Sumber gambar : http://www.katalokal.com/wp-content/uploads/2016/01/3-Secangkir-Kopi1-270x280.jpg
Di Monopole Coffe Lab, aku terduduk,
pendengaran merespon "Payung teduh, Akad" sambil menggenggam segelas
espresso yang sejak tadi masih belum kuseduh karena rasanya yang pahit.
Bodohnya ... telah salah memesan kopi. Tapi tak apa, mungkin dengan pahitnya
espresso bisa meredakan setiap kadar manis berlebih tentangmu yang mulai
membius hati. Tidak, tolong jangan menggeser posisinNya di dalam hatiku!
Bila nanti saatnya t'lah tiba
Kuingin kau menjadi istriku
Berjalan bersamamu dalam terik dan hujan
Berlarian kesana-kemari dan tertawa
Lagu ini membuat logika melayang
berpetualang, mencoba menangkap melodi-melodi indah yang tergambar di dalamnya.
Duh, tiba-tiba senyumku tersulam rindu tentangnya.

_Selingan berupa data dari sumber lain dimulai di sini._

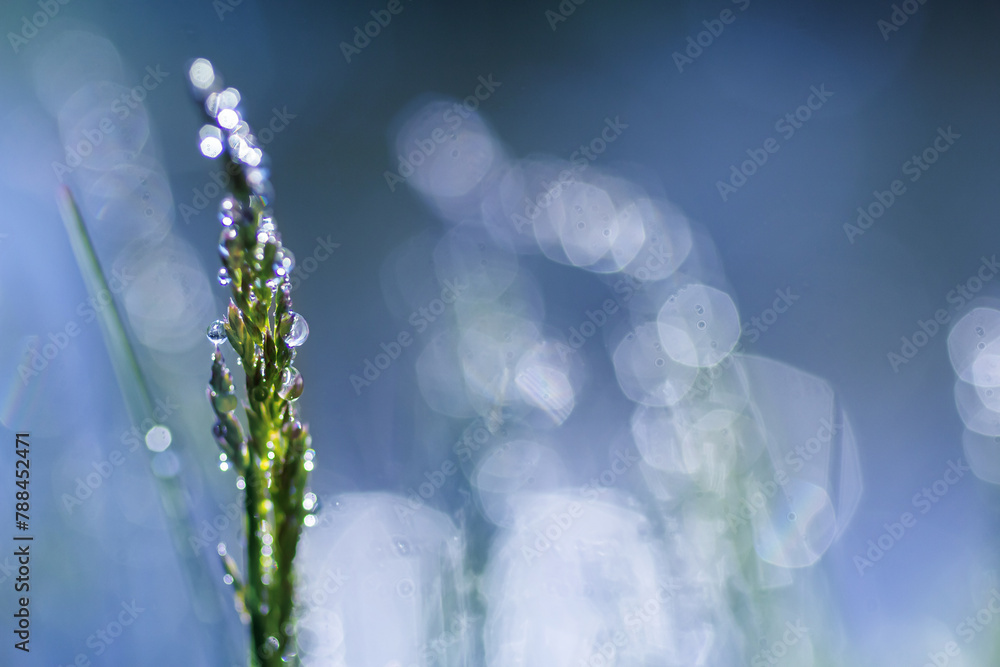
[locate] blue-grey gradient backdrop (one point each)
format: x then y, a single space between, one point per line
783 229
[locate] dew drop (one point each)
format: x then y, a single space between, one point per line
217 332
309 502
405 588
402 547
290 377
299 331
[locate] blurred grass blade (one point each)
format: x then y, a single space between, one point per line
208 607
126 367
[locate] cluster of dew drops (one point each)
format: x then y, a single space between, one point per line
284 263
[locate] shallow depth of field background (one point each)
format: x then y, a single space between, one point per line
380 247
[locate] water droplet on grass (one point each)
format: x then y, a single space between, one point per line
299 331
217 332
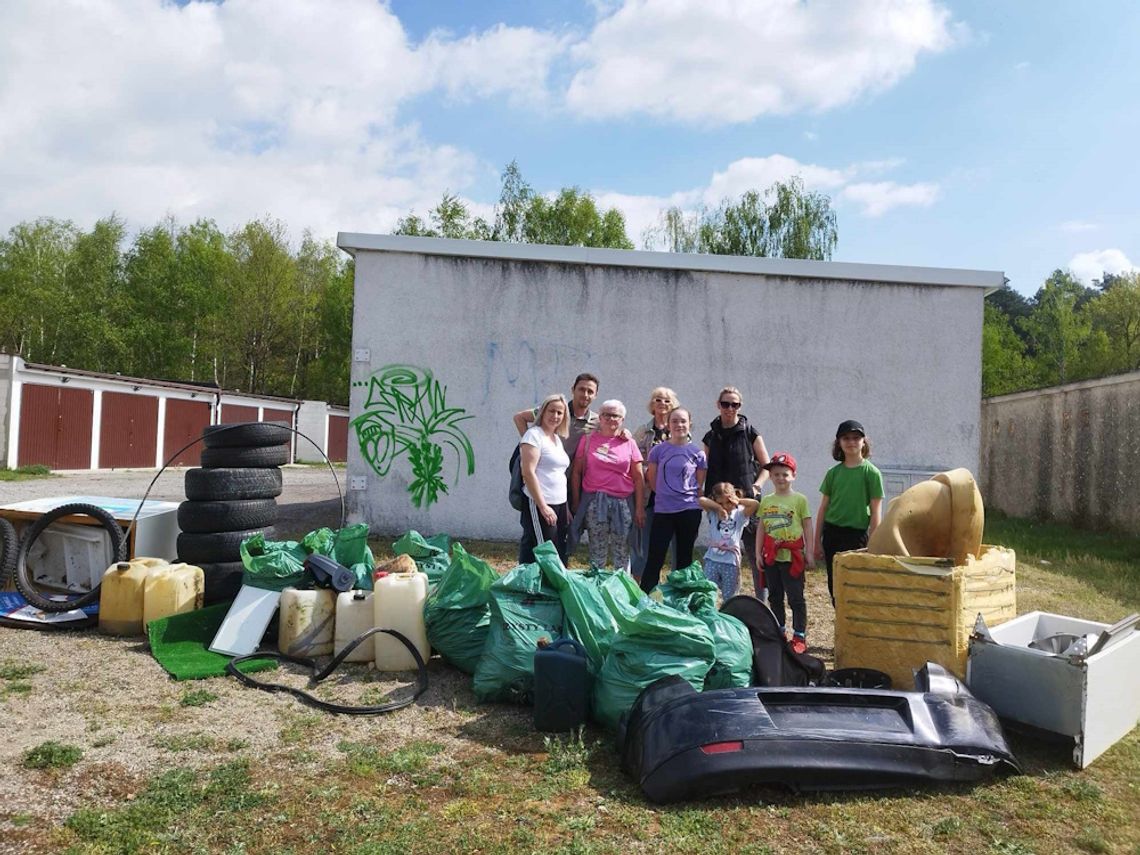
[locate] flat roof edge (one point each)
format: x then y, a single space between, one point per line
352 242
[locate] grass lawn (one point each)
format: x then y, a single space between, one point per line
485 781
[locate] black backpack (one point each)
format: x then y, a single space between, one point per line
515 495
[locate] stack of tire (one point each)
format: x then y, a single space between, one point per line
230 498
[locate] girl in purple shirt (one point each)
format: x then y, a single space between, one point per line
676 473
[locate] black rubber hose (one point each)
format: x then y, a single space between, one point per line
24 581
319 675
8 546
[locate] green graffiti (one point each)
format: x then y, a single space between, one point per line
407 413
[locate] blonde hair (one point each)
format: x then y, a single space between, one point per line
662 392
563 430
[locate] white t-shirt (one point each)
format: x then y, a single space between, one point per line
552 466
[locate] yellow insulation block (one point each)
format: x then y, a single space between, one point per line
896 613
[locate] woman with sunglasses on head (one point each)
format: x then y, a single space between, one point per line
737 455
545 514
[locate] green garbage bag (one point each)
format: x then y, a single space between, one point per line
654 641
430 554
457 613
523 610
587 617
689 591
278 564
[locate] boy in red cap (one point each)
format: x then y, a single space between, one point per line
786 527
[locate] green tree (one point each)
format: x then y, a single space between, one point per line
782 221
34 258
572 219
261 303
1004 367
1115 312
1057 330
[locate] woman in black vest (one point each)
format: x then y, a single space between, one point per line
737 454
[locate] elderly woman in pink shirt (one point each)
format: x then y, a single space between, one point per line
608 489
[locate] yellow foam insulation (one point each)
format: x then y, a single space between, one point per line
895 613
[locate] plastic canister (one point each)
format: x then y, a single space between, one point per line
121 596
307 623
398 603
562 685
172 589
353 617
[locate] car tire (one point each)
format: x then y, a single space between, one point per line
228 485
24 581
261 457
216 547
247 434
205 518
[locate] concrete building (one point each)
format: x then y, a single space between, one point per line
450 338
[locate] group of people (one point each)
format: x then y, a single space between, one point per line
637 493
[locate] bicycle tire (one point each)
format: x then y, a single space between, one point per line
9 544
24 581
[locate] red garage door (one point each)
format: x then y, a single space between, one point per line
185 421
338 438
128 431
55 426
234 414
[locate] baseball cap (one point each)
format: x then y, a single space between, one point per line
782 458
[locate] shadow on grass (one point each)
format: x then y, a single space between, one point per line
1108 562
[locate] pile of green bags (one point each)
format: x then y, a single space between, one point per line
278 564
457 613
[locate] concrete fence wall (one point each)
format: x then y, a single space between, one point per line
450 338
1068 453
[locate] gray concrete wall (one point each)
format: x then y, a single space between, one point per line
808 344
1068 453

Astaghfirulloh ... nurani
memberontak, mengingatkan bahwa semua jenis rindu kecuali padaNya itu menyiksa.
Berjarak denganmu adalah sebuah pilihan, untuk menjaga diriku dan dirimu dari
satu kata yang paling mengerikan, ialah “dosa”.

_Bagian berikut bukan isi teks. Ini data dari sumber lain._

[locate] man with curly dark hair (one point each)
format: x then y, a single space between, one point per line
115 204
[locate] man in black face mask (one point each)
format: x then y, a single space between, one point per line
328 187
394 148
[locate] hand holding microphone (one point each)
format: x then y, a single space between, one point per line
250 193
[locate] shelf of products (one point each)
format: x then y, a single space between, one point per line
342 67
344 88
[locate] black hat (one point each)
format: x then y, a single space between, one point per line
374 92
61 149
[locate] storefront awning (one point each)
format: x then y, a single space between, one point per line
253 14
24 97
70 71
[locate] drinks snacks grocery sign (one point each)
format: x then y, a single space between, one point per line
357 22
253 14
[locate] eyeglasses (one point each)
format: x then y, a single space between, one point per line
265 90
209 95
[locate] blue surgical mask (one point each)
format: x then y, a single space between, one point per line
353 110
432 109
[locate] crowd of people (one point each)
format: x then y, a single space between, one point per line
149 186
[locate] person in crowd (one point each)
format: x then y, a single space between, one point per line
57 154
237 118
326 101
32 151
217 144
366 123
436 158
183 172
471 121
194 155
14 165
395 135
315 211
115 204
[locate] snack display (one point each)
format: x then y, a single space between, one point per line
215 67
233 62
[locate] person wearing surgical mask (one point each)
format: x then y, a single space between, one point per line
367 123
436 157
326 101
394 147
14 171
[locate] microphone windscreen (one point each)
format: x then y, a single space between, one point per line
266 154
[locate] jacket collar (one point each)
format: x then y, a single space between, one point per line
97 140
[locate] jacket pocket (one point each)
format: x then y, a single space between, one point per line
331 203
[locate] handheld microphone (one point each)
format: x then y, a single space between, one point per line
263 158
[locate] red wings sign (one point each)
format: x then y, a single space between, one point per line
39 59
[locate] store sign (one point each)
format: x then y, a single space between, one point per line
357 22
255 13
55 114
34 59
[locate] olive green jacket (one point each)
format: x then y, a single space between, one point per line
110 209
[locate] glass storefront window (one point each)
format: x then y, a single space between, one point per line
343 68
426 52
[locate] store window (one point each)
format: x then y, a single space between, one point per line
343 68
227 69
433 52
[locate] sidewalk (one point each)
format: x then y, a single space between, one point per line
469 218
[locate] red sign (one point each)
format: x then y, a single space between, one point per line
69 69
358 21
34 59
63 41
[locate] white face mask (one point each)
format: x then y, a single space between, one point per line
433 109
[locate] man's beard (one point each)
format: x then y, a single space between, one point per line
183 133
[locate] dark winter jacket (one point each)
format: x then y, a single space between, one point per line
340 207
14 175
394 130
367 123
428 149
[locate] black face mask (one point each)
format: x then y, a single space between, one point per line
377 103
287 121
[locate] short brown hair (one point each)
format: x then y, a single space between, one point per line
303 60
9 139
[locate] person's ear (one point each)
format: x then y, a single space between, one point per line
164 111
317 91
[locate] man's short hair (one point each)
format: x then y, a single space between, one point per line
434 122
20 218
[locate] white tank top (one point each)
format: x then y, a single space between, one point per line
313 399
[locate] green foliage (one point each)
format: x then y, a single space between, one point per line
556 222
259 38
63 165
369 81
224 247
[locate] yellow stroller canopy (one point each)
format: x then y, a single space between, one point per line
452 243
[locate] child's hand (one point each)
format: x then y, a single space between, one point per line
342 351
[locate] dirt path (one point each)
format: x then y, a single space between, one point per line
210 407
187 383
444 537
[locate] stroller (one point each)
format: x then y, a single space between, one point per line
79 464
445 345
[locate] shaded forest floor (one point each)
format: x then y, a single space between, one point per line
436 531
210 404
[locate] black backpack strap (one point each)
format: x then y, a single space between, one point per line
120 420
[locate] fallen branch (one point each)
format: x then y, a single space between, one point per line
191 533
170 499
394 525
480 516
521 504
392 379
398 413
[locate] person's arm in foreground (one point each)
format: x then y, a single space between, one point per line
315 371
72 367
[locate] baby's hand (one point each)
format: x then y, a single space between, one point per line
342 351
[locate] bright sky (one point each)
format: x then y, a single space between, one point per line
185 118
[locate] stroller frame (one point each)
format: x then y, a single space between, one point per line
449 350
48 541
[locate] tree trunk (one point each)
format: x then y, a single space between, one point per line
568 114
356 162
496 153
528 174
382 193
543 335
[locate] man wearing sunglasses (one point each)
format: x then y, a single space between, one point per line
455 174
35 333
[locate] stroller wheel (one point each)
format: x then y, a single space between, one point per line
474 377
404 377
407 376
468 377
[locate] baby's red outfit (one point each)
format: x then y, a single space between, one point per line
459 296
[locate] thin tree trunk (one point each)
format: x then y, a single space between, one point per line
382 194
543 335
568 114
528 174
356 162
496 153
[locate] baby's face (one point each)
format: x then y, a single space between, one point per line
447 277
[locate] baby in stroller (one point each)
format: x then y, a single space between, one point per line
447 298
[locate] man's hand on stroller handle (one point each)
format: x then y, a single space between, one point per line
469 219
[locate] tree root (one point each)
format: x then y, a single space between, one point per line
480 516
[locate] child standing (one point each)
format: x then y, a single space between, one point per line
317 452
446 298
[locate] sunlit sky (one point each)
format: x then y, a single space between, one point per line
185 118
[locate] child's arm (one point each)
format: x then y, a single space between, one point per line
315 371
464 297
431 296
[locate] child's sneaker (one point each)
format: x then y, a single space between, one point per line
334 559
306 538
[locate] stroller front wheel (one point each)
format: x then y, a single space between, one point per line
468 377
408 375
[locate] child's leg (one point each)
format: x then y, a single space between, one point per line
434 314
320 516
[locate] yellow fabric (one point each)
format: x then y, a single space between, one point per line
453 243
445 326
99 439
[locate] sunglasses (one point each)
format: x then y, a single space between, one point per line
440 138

Jodoh adalah cerminan setiap insan,
laki-laki baik hanya untuk perempuan baik. Lalu bolehkah aku yang telah banyak
dosa ini berharap untuk menjadi bidadari bagi laki-laki baik sepertimu? Ingin
sekali kusampaikan rasa ini, seperti Siti Khadijah yang lebih dulu menyampaikan
maksud hatinya kepada Nabi Muhammad SAW dengan bantuan Nafisah. Kisah yang
sungguh indah. Sayang sekali, aku tak cukup berani untuk itu. Biarlah tetap
seperti ini ... dalam penantian, sembari berusaha memperbaiki diri dan
rutin menyapamu di setiap doa. MerayuNya agar dipantaskan diriku untuk dirimu.

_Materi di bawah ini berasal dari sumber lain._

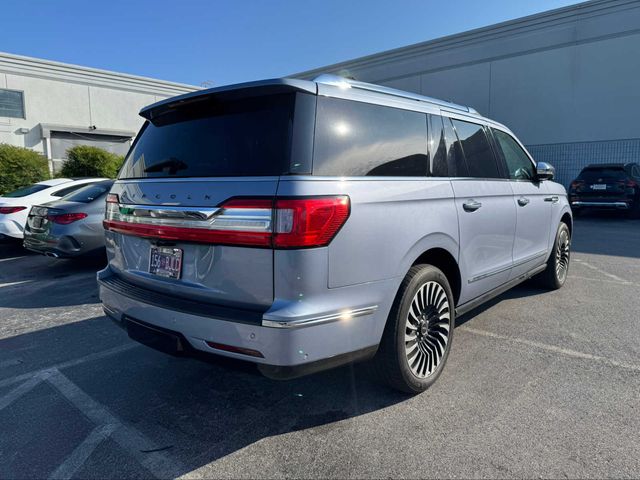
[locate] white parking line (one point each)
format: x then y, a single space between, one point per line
13 284
20 390
133 442
552 348
12 362
10 258
71 363
82 452
602 272
579 277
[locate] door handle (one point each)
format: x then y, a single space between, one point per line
471 205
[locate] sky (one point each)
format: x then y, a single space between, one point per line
218 42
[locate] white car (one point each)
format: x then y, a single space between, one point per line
15 206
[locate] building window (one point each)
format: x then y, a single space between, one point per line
11 103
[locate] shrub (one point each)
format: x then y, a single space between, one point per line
87 161
20 167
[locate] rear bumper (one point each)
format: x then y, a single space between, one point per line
62 247
10 228
287 347
601 204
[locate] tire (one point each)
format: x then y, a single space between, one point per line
558 264
415 345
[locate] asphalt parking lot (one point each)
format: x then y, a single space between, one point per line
538 384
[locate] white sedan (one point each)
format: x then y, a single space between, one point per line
15 206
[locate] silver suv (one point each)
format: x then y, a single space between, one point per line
301 225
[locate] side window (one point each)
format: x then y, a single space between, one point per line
518 163
477 150
358 139
437 147
455 158
68 190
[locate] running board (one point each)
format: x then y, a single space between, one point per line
476 302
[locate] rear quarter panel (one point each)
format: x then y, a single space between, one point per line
392 222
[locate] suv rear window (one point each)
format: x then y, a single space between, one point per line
213 137
89 193
23 192
358 139
611 173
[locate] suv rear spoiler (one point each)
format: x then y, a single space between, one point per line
239 90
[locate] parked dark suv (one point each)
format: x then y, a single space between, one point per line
607 185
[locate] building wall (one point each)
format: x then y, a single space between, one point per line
75 99
565 81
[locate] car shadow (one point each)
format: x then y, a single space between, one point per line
193 411
525 289
11 248
35 281
607 233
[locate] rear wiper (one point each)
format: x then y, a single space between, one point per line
172 165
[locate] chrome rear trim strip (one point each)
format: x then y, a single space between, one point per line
344 315
504 269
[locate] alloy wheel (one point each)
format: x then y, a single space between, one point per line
562 255
427 329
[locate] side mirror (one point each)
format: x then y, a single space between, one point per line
545 171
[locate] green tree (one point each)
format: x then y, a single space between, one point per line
20 167
87 161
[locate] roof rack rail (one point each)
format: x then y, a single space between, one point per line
338 81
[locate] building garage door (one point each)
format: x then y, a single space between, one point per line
62 141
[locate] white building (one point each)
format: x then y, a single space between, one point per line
565 81
50 106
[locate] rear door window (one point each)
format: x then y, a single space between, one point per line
455 157
215 137
361 139
66 191
481 161
593 175
23 192
519 166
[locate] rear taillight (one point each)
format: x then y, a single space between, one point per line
9 210
66 218
258 222
309 222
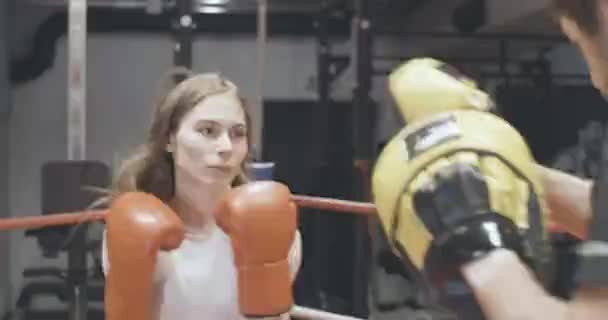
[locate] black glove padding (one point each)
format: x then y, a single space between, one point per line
455 207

Jika kelak yang datang padaku bukanlah
kamu, kuharap ia adalah laki-laki yang juga baik sepertimu.
“Mimpikah?”
Walau begitu, selagi mimpi ini gratis aku
tak akan pernah berhenti untuk bermimpi. Menyukai laki-laki shalih sepertimu
adalah anugerah, apalagi jika sampai terbalas. Segala puji bagi Allah.